Notice that here we are not using the MDE as our H1 mean. Instead, we are using the true ITT lift as our H1 mean. This is because we are interested in the effect on the whole treatment group, not just the compliers.

From the image above, we can see that if we use the wrong sample size, the distribution is much wider. The orange area is massive, and the significance threshold (threshold_wrong) is to the right of the H1 mean. This means that even if we observe the True ITT during our test, we would fail to reject the null hypothesis. In this situation, we are more likely to make a Type II error (false negative).

Once we use the correct sample size by applying the $1/c^2$ correction (common correction on non-compliance issue), the distribution becomes narrower. The significance threshold shifts to the left (threshold_correct) and we can see that we now have 80% power to detect the treatment effect.

Now back to my original AB test, our test was underpowered but we still got a statistically significant result. Does this mean that we can conclude that the treatment is effective? Not at all. We just got lucky. If our “true” effect is actually 0.012, our data had to “get lucky” and swing into that thin green tail on the right side of the signicant threshold to be significant. This is the definition of Magnitude Error: our result is significant only because it is an outlier that is larger than the true average.

We can also do some simulation to check the average of the significant results from both the wrong and correct sample size test.

# Simulation
n_sims = 50000

results_wrong = np.random.normal(true_itt, se_diff_wrong, n_sims)
results_correct = np.random.normal(true_itt, se_diff_correct, n_sims)

# Determine significance (two-tailed)
sig_wrong = np.abs(results_wrong / se_diff_wrong) > z_alpha
sig_correct = np.abs(results_correct / se_diff_correct) > z_alpha

Figure 2: Simulation of the observed effect when using wrong and correct sample size

We can see that in our underpowered test, our average significant result is 1.90, closer to our original MDE of 2%. Whereas in the correct sample size test, our average significant result is 1.20, closer to our true ITT lift of 1.2%. This is inline with our previous analysis where the significance threshold of the underpowered test is higher than the significane threshold of the correct sample size test.

What if we don’t know the compliance rate?

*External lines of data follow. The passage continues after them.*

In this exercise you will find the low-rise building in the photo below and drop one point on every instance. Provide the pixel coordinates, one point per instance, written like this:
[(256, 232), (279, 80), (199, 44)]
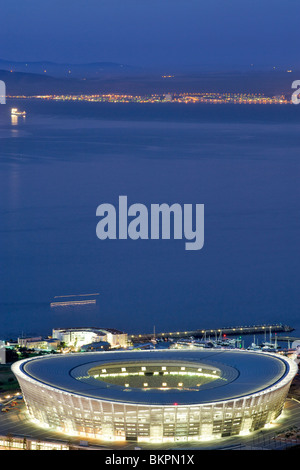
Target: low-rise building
[(80, 336)]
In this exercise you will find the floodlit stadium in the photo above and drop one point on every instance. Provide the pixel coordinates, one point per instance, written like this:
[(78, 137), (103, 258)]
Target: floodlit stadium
[(156, 396)]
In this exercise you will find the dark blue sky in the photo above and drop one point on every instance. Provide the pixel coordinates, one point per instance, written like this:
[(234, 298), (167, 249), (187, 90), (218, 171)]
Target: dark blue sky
[(152, 32)]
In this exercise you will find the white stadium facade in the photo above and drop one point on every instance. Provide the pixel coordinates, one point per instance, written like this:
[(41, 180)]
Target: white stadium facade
[(156, 395)]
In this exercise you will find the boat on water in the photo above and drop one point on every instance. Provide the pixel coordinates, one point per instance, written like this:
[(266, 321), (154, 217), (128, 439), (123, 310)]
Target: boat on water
[(16, 112)]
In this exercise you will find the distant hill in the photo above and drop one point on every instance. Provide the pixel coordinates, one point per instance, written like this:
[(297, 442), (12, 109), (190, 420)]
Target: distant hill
[(269, 83), (63, 70)]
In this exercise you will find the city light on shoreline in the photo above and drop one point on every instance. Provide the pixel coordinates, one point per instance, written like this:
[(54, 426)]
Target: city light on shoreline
[(204, 97)]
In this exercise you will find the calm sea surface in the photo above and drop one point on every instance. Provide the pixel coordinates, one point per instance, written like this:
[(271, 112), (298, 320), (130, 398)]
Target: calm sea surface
[(64, 159)]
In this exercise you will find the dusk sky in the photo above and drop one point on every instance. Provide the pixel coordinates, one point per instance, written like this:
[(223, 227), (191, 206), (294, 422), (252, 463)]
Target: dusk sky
[(156, 32)]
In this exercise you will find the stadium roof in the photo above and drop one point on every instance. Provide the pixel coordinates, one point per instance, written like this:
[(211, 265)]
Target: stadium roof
[(245, 373)]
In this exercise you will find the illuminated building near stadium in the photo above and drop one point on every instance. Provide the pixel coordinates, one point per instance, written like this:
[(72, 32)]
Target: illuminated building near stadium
[(156, 395)]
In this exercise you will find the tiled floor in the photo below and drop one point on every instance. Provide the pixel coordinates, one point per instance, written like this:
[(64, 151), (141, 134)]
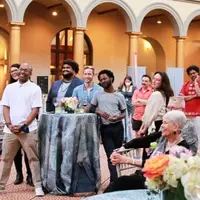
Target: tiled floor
[(24, 192)]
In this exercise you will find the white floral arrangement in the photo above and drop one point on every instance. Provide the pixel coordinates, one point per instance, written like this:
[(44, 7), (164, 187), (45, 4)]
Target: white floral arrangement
[(69, 104), (178, 174)]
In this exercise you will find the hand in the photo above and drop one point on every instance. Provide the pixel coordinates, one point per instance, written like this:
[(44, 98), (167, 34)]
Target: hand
[(197, 80), (113, 118), (105, 115), (117, 158), (14, 129), (102, 114)]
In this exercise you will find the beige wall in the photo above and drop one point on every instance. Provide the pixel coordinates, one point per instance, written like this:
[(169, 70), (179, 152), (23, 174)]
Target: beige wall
[(4, 42), (37, 35), (192, 46), (110, 43), (107, 34)]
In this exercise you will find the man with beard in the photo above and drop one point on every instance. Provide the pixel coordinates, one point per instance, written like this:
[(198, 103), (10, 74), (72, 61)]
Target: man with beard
[(65, 87), (111, 106), (21, 103), (191, 92), (85, 92), (139, 100)]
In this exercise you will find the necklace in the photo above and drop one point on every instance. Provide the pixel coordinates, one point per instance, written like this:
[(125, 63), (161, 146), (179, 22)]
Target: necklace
[(64, 86)]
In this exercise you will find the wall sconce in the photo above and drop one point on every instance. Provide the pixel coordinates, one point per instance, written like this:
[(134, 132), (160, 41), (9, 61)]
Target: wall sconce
[(147, 45)]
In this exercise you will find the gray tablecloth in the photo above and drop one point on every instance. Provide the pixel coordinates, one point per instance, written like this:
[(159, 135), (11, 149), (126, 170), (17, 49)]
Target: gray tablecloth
[(127, 195), (69, 153)]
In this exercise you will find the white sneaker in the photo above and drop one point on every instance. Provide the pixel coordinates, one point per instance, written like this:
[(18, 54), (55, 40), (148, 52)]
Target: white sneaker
[(39, 192)]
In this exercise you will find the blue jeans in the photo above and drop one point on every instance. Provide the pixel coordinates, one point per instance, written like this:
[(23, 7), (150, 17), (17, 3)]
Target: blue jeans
[(112, 138)]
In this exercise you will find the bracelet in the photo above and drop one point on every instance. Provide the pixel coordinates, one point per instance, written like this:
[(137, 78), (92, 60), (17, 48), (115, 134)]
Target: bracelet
[(8, 124)]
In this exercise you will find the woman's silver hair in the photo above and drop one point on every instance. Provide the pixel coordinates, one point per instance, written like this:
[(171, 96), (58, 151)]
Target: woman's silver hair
[(177, 117)]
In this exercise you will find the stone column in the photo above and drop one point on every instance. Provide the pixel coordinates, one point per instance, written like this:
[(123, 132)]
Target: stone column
[(15, 43), (133, 47), (180, 51), (78, 54)]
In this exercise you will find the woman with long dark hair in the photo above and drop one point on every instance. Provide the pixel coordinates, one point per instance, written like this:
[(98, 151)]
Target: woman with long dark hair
[(14, 75), (157, 103), (127, 89)]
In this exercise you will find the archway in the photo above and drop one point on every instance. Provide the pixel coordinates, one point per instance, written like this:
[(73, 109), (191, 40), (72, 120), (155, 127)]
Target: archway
[(62, 48), (159, 27), (172, 15), (44, 19), (151, 55), (4, 41), (70, 5), (107, 23), (111, 5), (192, 43)]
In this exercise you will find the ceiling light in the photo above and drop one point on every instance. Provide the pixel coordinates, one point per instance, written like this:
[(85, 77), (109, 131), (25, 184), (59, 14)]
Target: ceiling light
[(54, 13), (159, 22), (147, 45)]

In an ideal world, we know the compliance rate before doing an AB Test. But there could be a situation where we don’t know the compliance rate before doing an AB test. In this case, I envision these two options:

Pilot phase: where we do small rollout in the beginning to 1% of the population to estimate the compliance rate. Then we use the estimated compliance rate to calculate the required sample size for the full test. Note that here ideally we need to reset the experiment after the pilot phase. If we keep the 1% running and just add the remaining 99%, we are technically performing sequential testing. Standard t-tests does not work as doing this inflates the Type I error rate.
Historical proxy: If we are testing a new “Checkout” button, look at the last 30 days of data. What percentage of users who landed on the cart page actually clicked the current checkout button? Use that as the compliance rate.

I think there might be other options but these are the two that I am familiar with.

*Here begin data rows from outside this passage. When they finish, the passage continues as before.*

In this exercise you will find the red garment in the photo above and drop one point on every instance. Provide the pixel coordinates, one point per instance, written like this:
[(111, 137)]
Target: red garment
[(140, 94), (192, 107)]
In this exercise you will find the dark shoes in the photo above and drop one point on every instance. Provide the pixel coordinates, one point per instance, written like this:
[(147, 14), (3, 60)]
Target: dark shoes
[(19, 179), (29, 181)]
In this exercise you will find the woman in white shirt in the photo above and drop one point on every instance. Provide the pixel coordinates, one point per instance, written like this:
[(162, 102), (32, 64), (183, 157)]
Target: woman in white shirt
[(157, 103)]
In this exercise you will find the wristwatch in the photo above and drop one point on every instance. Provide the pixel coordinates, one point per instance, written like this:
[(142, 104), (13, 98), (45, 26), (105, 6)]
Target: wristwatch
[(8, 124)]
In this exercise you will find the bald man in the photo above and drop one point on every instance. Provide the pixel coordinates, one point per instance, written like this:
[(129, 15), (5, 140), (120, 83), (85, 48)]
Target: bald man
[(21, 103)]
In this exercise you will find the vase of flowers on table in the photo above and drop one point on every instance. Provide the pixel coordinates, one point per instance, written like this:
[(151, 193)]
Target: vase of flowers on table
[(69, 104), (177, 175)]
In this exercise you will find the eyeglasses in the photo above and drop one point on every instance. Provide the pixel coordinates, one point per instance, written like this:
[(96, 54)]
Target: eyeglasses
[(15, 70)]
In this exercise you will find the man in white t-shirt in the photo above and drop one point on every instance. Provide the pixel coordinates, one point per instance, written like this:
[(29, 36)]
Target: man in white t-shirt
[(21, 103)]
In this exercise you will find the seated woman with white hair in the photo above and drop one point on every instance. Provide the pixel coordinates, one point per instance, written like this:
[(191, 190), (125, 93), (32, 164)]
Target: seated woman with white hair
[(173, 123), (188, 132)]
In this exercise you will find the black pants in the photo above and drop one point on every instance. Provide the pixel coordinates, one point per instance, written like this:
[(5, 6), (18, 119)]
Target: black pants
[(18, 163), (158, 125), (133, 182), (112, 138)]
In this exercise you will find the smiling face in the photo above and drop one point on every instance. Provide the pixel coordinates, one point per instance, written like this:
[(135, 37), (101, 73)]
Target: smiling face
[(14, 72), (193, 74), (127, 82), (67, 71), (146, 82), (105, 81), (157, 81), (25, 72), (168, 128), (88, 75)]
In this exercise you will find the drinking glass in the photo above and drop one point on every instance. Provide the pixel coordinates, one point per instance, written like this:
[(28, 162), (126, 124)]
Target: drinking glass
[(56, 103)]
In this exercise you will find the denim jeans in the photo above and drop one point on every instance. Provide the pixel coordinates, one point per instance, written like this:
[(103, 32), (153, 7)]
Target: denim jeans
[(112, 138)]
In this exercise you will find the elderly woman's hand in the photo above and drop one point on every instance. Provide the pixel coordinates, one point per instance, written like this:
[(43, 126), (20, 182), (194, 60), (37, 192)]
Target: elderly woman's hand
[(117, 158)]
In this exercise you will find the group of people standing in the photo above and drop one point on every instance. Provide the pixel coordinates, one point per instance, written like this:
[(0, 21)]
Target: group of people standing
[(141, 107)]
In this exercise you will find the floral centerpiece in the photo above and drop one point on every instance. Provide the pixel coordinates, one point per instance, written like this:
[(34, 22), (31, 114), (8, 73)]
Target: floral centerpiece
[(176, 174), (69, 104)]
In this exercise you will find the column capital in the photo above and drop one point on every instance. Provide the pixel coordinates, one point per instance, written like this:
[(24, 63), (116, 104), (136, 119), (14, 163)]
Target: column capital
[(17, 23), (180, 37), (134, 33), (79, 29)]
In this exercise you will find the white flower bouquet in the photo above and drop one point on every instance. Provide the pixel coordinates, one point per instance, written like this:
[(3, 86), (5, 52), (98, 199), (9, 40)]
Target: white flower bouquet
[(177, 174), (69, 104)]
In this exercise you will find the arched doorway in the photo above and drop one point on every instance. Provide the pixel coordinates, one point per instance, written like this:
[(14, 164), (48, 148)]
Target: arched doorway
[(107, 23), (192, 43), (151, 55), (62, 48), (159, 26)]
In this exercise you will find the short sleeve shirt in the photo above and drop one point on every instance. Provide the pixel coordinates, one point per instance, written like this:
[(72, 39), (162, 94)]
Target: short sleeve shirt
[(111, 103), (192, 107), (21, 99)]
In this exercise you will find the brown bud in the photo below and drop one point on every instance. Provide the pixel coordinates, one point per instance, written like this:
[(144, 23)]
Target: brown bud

Relation to instrumental variable

The $1/c^2$ correction actually comes from the instrumental variable (IV) framework. In the IV framework, we are interested in the effect of the treatment (T) on the outcome (Y). However, we only have access to the treatment (T) and the instrument (Z). So what we do is to estimate the effect of the instrument (Z) on the treatment (T) and use that to estimate the effect of the treatment (T) on the outcome (Y).

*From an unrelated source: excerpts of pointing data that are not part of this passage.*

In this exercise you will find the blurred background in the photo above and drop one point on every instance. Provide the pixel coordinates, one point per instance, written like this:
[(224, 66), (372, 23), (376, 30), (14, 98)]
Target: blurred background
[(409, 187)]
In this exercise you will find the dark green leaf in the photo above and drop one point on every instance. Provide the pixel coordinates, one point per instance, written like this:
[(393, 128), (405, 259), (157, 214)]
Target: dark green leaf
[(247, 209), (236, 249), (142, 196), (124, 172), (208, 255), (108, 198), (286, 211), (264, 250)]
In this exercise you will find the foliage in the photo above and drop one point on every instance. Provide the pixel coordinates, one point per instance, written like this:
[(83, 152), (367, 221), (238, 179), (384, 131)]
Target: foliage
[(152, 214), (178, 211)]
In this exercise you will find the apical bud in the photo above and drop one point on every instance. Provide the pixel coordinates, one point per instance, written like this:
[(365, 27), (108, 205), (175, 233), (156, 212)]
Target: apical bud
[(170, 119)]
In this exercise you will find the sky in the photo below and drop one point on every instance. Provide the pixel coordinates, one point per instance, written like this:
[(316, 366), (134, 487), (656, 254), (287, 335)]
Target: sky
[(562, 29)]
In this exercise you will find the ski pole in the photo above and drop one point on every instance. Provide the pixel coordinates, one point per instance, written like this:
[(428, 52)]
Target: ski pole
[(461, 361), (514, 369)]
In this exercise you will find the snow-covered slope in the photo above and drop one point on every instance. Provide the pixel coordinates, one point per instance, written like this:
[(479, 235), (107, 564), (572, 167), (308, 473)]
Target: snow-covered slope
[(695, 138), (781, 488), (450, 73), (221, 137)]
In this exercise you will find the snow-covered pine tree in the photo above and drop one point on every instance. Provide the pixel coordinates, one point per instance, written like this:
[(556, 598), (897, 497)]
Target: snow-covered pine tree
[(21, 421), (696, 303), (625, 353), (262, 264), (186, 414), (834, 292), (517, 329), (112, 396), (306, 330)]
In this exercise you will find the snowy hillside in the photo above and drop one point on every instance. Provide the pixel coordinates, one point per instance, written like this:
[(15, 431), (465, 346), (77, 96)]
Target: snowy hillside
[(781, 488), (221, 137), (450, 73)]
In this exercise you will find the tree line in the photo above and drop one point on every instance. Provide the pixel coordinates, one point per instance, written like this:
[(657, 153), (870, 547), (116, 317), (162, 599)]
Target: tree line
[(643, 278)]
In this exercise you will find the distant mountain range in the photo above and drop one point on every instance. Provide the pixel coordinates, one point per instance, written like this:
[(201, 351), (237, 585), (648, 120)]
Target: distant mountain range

In an AB test with non-compliance issue, we can use the randomization (Z) as the instrument. We can do this because in this case, randomization $\neq$ participation. Following the IV framework math, we will get the compliance rate that can be interpreted as the correlation between the instrument (randomization) and the treatment (T). This is usually known as the first stage in an IV framework. The second stage (reduced form) is when we divide the first stage by the compliance rate to get the ITT effect.